The ownership of the Buffer can only be "returned" to the user after the CancelableFuture is completed. If you want to implement a timeout cancellation mechanism, you will encounter some memory safety issues. The problem comes from the fact that the cancellation mechanism of io_uring is to cancel as much as possible, and your cancellation and asynchronous operations are essentially concurrent.

Imagine such a scenario, the kernel is writing to the buffer but you push a cancel operation and consider the cancellation successful without checking the cancellation result, then there is a problem of data loss, and even if you directly reuse this buffer, there is another race condition. So the normal cancellation should be

    var cancelableReadFuture = eventFd.asyncRead(memory, (int) ValueLayout.JAVA_LONG.byteSize(), 0);
    eventLoop.submitScheduleTask(1, TimeUnit.SECONDS, () -> {
        cancelableReadFuture.ioUringCancel(true)
               .thenAccept(count -> Assert.assertEquals(1L, (long) count));
    });
    Integer res = cancelableReadFuture.get().syscallRes();
    if(Libc.Error_H.ECANCELED == -res) {
       //Handle resource destruction, etc.
    } else {
       //Handle cancellation failure The event has been completed
    }

Thread model

Due to the lock-free sq and cq characteristics of io_uring, it is best to perform sqe filling and submission as an atomic operation, so here is a conventional IO design, and the corresponding sqe operation will be scheduled to the corresponding EventLoop for operation For example

    public CancelToken asyncOperation(Consumer<IoUringSqe> sqeFunction, Consumer<IoUringCqe> repeatableCallback, boolean neeSubmit) {
    Runnable r = fillSqeFunction;
    if (inEventLoop()) {
        runWithCatchException(r);
    } else {
        execute(r);
    }
    return cancelToken;
}

wakeup

hen the EventLoop blocks on waiting for cqe, we want to wake it up in any thread. The easiest way to think of is to use the IORING_OP_NOP operation, but this also has concurrency issues we mentioned earlier.
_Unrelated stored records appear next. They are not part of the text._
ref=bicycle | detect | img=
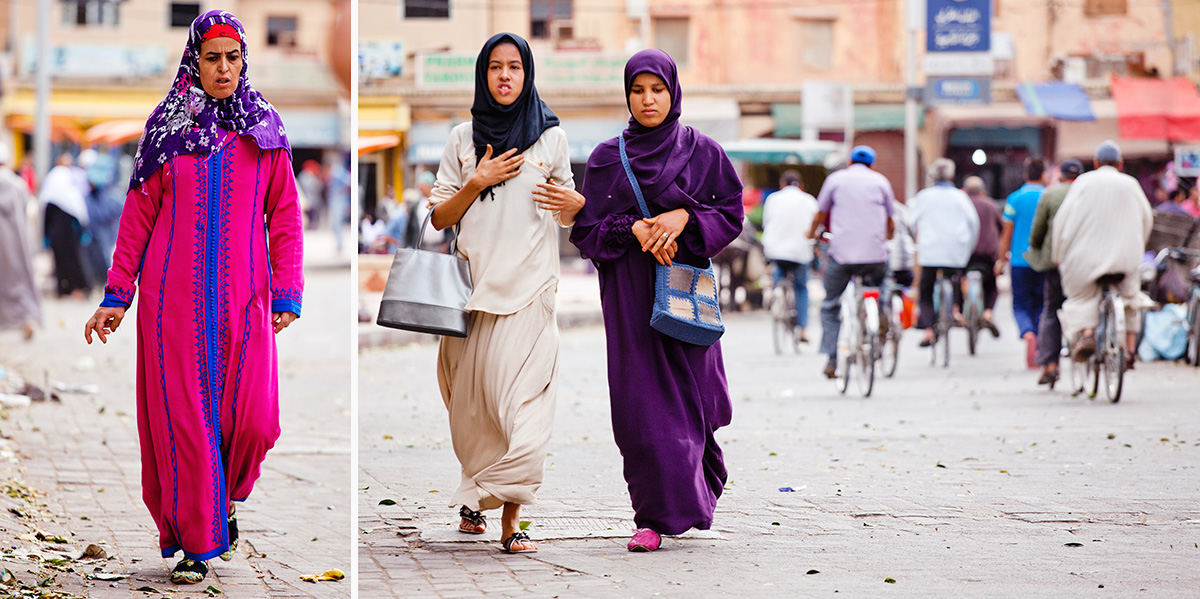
[962,270,983,355]
[770,271,800,355]
[1070,272,1127,403]
[1180,266,1200,366]
[880,286,904,378]
[836,275,880,397]
[929,269,954,367]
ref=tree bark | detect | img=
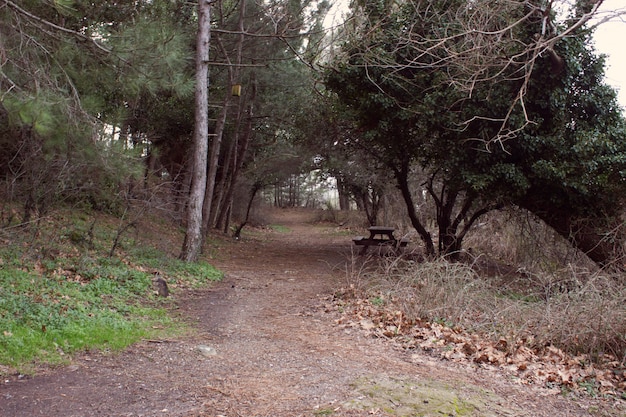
[180,0,211,262]
[216,73,257,230]
[202,1,246,235]
[394,161,435,256]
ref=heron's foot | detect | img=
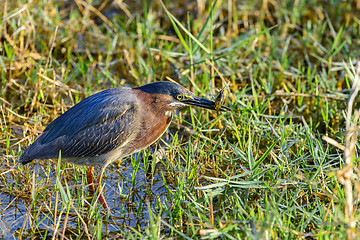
[86,167,109,209]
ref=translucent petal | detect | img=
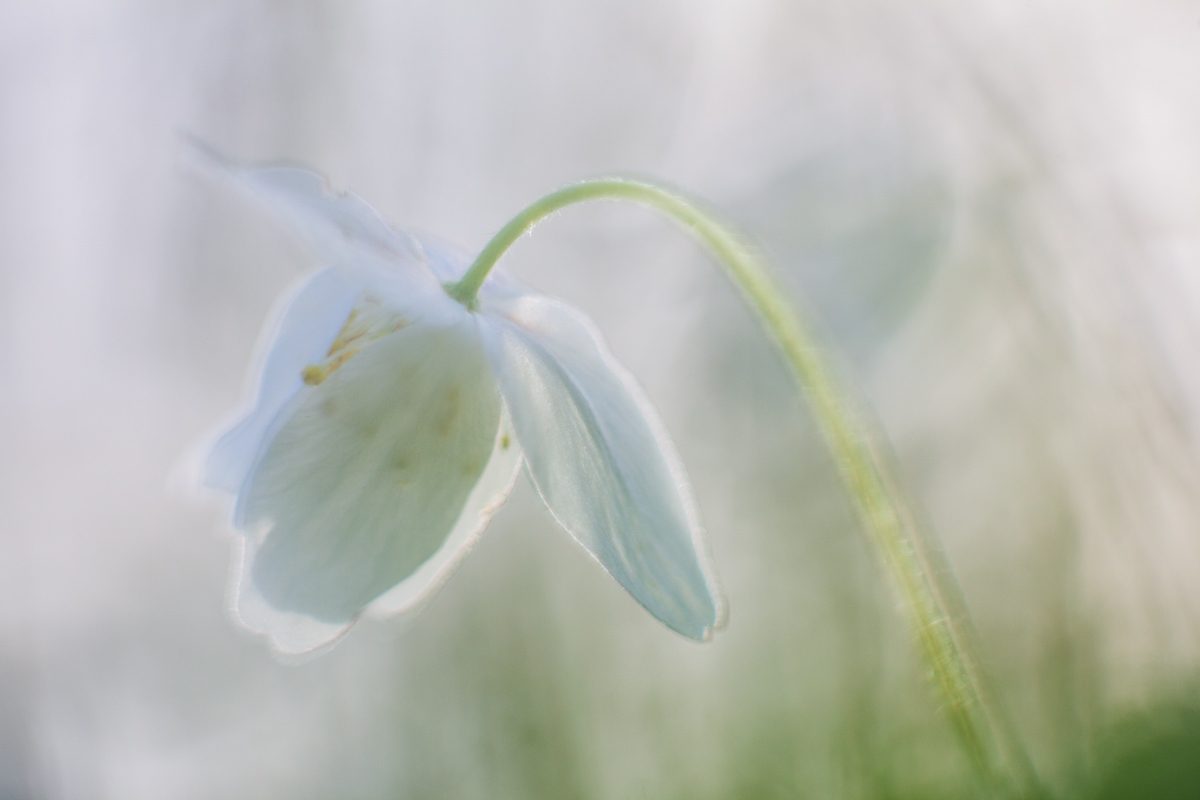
[367,403,521,616]
[204,269,362,493]
[188,137,422,267]
[481,294,725,639]
[235,312,501,651]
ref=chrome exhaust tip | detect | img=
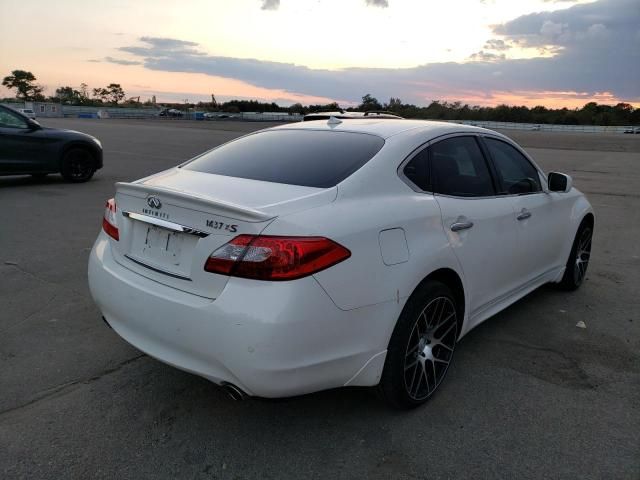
[102,315,113,330]
[221,383,247,402]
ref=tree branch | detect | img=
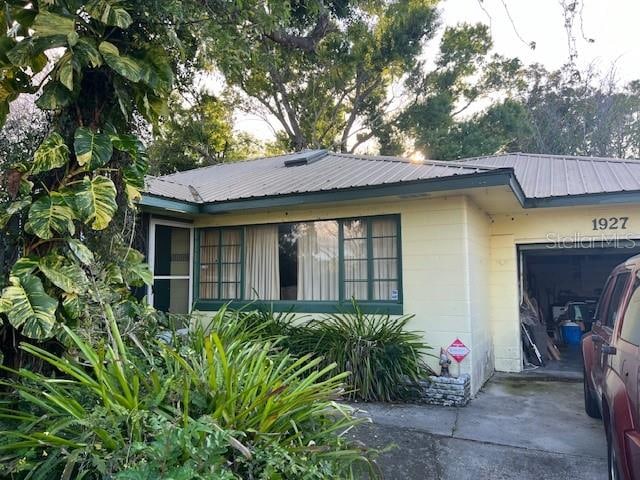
[265,12,337,52]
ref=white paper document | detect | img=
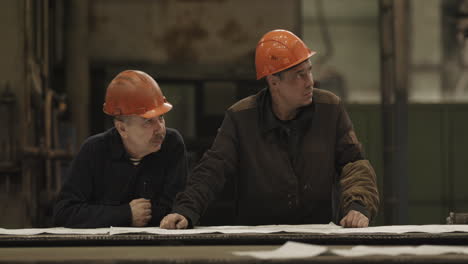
[110,223,342,235]
[330,245,468,257]
[0,223,468,235]
[232,241,327,259]
[0,227,110,236]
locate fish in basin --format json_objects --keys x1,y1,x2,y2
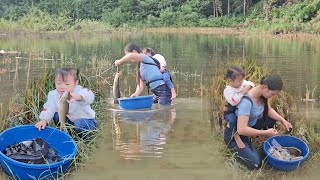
[
  {"x1": 269, "y1": 146, "x2": 303, "y2": 161},
  {"x1": 3, "y1": 138, "x2": 60, "y2": 164}
]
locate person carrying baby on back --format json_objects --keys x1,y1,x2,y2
[{"x1": 223, "y1": 66, "x2": 255, "y2": 148}]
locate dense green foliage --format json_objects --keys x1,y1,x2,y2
[{"x1": 0, "y1": 0, "x2": 320, "y2": 33}]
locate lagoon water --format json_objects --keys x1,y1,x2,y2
[{"x1": 0, "y1": 33, "x2": 320, "y2": 180}]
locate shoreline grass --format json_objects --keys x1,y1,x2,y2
[
  {"x1": 0, "y1": 54, "x2": 113, "y2": 179},
  {"x1": 0, "y1": 27, "x2": 320, "y2": 40}
]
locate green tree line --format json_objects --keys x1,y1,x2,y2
[{"x1": 0, "y1": 0, "x2": 320, "y2": 32}]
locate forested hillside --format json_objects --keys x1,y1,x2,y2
[{"x1": 0, "y1": 0, "x2": 320, "y2": 33}]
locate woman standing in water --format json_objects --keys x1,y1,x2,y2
[
  {"x1": 115, "y1": 43, "x2": 171, "y2": 105},
  {"x1": 224, "y1": 75, "x2": 292, "y2": 169}
]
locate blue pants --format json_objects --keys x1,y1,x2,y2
[
  {"x1": 53, "y1": 112, "x2": 97, "y2": 136},
  {"x1": 224, "y1": 113, "x2": 276, "y2": 169},
  {"x1": 151, "y1": 84, "x2": 172, "y2": 105}
]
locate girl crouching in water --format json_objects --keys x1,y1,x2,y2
[
  {"x1": 224, "y1": 75, "x2": 292, "y2": 169},
  {"x1": 35, "y1": 68, "x2": 96, "y2": 138}
]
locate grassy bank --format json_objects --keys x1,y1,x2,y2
[
  {"x1": 207, "y1": 60, "x2": 320, "y2": 179},
  {"x1": 0, "y1": 56, "x2": 113, "y2": 179}
]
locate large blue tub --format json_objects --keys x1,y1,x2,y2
[
  {"x1": 0, "y1": 125, "x2": 78, "y2": 180},
  {"x1": 118, "y1": 95, "x2": 153, "y2": 109},
  {"x1": 263, "y1": 135, "x2": 310, "y2": 171}
]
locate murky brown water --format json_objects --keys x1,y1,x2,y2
[
  {"x1": 72, "y1": 98, "x2": 232, "y2": 180},
  {"x1": 0, "y1": 33, "x2": 320, "y2": 180}
]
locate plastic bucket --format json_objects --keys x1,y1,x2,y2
[
  {"x1": 0, "y1": 124, "x2": 78, "y2": 180},
  {"x1": 263, "y1": 135, "x2": 310, "y2": 171},
  {"x1": 118, "y1": 95, "x2": 153, "y2": 109}
]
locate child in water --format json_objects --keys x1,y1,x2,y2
[
  {"x1": 35, "y1": 68, "x2": 96, "y2": 138},
  {"x1": 223, "y1": 66, "x2": 255, "y2": 148},
  {"x1": 142, "y1": 48, "x2": 177, "y2": 99}
]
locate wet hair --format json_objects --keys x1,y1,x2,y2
[
  {"x1": 260, "y1": 74, "x2": 283, "y2": 91},
  {"x1": 225, "y1": 66, "x2": 245, "y2": 80},
  {"x1": 54, "y1": 67, "x2": 79, "y2": 81},
  {"x1": 260, "y1": 74, "x2": 283, "y2": 120},
  {"x1": 124, "y1": 43, "x2": 141, "y2": 53},
  {"x1": 142, "y1": 48, "x2": 156, "y2": 56}
]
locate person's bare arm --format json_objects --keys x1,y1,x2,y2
[{"x1": 237, "y1": 115, "x2": 278, "y2": 137}]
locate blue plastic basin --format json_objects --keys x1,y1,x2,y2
[
  {"x1": 0, "y1": 124, "x2": 78, "y2": 180},
  {"x1": 263, "y1": 135, "x2": 310, "y2": 171},
  {"x1": 118, "y1": 95, "x2": 153, "y2": 109}
]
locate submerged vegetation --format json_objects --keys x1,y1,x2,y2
[
  {"x1": 207, "y1": 59, "x2": 320, "y2": 179},
  {"x1": 0, "y1": 0, "x2": 320, "y2": 34}
]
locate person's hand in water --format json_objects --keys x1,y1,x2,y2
[
  {"x1": 264, "y1": 128, "x2": 278, "y2": 137},
  {"x1": 282, "y1": 119, "x2": 292, "y2": 131}
]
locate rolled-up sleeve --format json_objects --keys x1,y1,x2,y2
[{"x1": 39, "y1": 91, "x2": 58, "y2": 122}]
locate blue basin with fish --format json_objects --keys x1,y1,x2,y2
[
  {"x1": 118, "y1": 95, "x2": 153, "y2": 109},
  {"x1": 0, "y1": 124, "x2": 78, "y2": 180},
  {"x1": 263, "y1": 135, "x2": 310, "y2": 171}
]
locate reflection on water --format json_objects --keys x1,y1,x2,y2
[
  {"x1": 112, "y1": 105, "x2": 176, "y2": 160},
  {"x1": 72, "y1": 98, "x2": 232, "y2": 180}
]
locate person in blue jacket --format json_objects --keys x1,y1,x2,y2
[
  {"x1": 115, "y1": 43, "x2": 172, "y2": 105},
  {"x1": 224, "y1": 75, "x2": 292, "y2": 169}
]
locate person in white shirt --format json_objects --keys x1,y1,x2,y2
[
  {"x1": 223, "y1": 66, "x2": 255, "y2": 148},
  {"x1": 35, "y1": 68, "x2": 96, "y2": 137}
]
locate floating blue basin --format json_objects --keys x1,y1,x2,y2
[
  {"x1": 0, "y1": 124, "x2": 78, "y2": 180},
  {"x1": 118, "y1": 95, "x2": 153, "y2": 109},
  {"x1": 263, "y1": 135, "x2": 310, "y2": 171}
]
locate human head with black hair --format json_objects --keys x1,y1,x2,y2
[
  {"x1": 142, "y1": 48, "x2": 156, "y2": 56},
  {"x1": 54, "y1": 67, "x2": 79, "y2": 94},
  {"x1": 260, "y1": 74, "x2": 283, "y2": 98},
  {"x1": 225, "y1": 66, "x2": 245, "y2": 88}
]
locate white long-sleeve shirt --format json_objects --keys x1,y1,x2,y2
[
  {"x1": 39, "y1": 85, "x2": 96, "y2": 122},
  {"x1": 223, "y1": 80, "x2": 254, "y2": 106}
]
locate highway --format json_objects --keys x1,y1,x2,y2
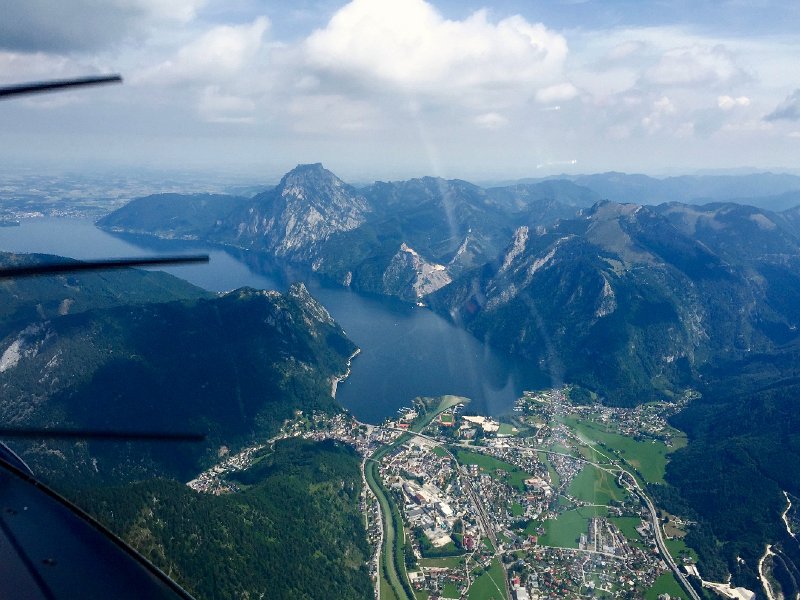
[{"x1": 621, "y1": 469, "x2": 701, "y2": 600}]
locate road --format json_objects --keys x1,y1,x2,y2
[{"x1": 621, "y1": 469, "x2": 701, "y2": 600}]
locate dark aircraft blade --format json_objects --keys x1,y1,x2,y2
[
  {"x1": 0, "y1": 75, "x2": 122, "y2": 98},
  {"x1": 0, "y1": 254, "x2": 208, "y2": 279},
  {"x1": 0, "y1": 428, "x2": 206, "y2": 442}
]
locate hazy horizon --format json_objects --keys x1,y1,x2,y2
[{"x1": 0, "y1": 0, "x2": 800, "y2": 181}]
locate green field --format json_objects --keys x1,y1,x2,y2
[
  {"x1": 456, "y1": 449, "x2": 531, "y2": 490},
  {"x1": 608, "y1": 517, "x2": 642, "y2": 544},
  {"x1": 417, "y1": 556, "x2": 464, "y2": 569},
  {"x1": 564, "y1": 416, "x2": 685, "y2": 483},
  {"x1": 538, "y1": 452, "x2": 561, "y2": 490},
  {"x1": 442, "y1": 581, "x2": 461, "y2": 598},
  {"x1": 644, "y1": 571, "x2": 686, "y2": 600},
  {"x1": 497, "y1": 423, "x2": 517, "y2": 435},
  {"x1": 468, "y1": 558, "x2": 507, "y2": 600},
  {"x1": 525, "y1": 506, "x2": 608, "y2": 548},
  {"x1": 433, "y1": 446, "x2": 447, "y2": 458},
  {"x1": 664, "y1": 538, "x2": 697, "y2": 564},
  {"x1": 568, "y1": 465, "x2": 625, "y2": 504},
  {"x1": 409, "y1": 395, "x2": 469, "y2": 433}
]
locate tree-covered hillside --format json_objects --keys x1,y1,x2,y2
[{"x1": 72, "y1": 439, "x2": 372, "y2": 600}]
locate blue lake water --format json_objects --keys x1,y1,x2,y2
[{"x1": 0, "y1": 219, "x2": 550, "y2": 423}]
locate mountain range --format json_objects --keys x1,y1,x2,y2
[
  {"x1": 0, "y1": 255, "x2": 355, "y2": 482},
  {"x1": 98, "y1": 164, "x2": 800, "y2": 404}
]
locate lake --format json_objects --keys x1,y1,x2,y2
[{"x1": 0, "y1": 219, "x2": 551, "y2": 423}]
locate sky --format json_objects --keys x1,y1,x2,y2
[{"x1": 0, "y1": 0, "x2": 800, "y2": 181}]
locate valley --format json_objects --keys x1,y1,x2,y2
[
  {"x1": 0, "y1": 164, "x2": 800, "y2": 600},
  {"x1": 239, "y1": 390, "x2": 712, "y2": 600}
]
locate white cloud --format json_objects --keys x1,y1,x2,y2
[
  {"x1": 645, "y1": 44, "x2": 744, "y2": 86},
  {"x1": 764, "y1": 88, "x2": 800, "y2": 121},
  {"x1": 641, "y1": 96, "x2": 677, "y2": 134},
  {"x1": 717, "y1": 96, "x2": 750, "y2": 110},
  {"x1": 0, "y1": 0, "x2": 206, "y2": 52},
  {"x1": 198, "y1": 86, "x2": 256, "y2": 123},
  {"x1": 305, "y1": 0, "x2": 567, "y2": 96},
  {"x1": 138, "y1": 16, "x2": 270, "y2": 84},
  {"x1": 536, "y1": 83, "x2": 578, "y2": 104},
  {"x1": 473, "y1": 113, "x2": 508, "y2": 129}
]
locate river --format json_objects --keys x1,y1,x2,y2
[{"x1": 0, "y1": 218, "x2": 552, "y2": 423}]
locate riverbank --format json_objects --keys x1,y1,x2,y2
[{"x1": 331, "y1": 348, "x2": 361, "y2": 399}]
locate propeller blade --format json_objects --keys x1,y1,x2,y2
[
  {"x1": 0, "y1": 75, "x2": 122, "y2": 98},
  {"x1": 0, "y1": 428, "x2": 206, "y2": 442},
  {"x1": 0, "y1": 254, "x2": 208, "y2": 279}
]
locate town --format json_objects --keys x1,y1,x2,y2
[{"x1": 184, "y1": 387, "x2": 740, "y2": 600}]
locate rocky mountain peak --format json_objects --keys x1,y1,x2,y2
[{"x1": 276, "y1": 163, "x2": 346, "y2": 195}]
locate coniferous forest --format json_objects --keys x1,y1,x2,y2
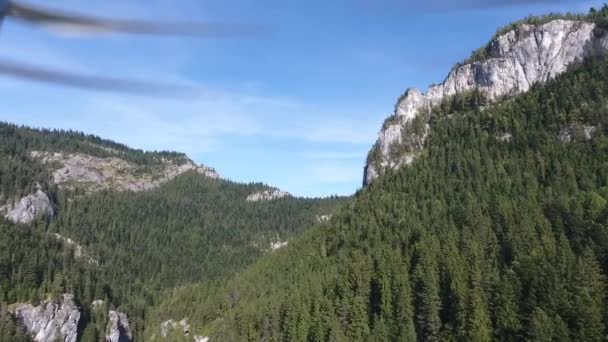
[
  {"x1": 0, "y1": 6, "x2": 608, "y2": 342},
  {"x1": 0, "y1": 124, "x2": 344, "y2": 341},
  {"x1": 149, "y1": 55, "x2": 608, "y2": 341}
]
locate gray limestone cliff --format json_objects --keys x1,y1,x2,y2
[
  {"x1": 364, "y1": 19, "x2": 608, "y2": 184},
  {"x1": 31, "y1": 151, "x2": 219, "y2": 192},
  {"x1": 9, "y1": 294, "x2": 80, "y2": 342},
  {"x1": 106, "y1": 310, "x2": 133, "y2": 342},
  {"x1": 246, "y1": 189, "x2": 291, "y2": 202},
  {"x1": 0, "y1": 189, "x2": 55, "y2": 224}
]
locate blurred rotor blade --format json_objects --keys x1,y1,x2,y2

So I copied the selector implementation of jdk, I will let io_uring listen to an eventfd, and when we need to wake up, we just need to increase the count of an eventfd.The core of the wakeup implementation is these.

That the eventfd here is just an ordinary fd, not using the io_uring_register_eventfd method to listen to cqe completion events.

Then let's talk about the details: Since only one shot mode of listening is supported, that is, submitting an sqe will only generate one readable event. So after reading the event, you need to register the listening again, similar to an "asynchronous recursion"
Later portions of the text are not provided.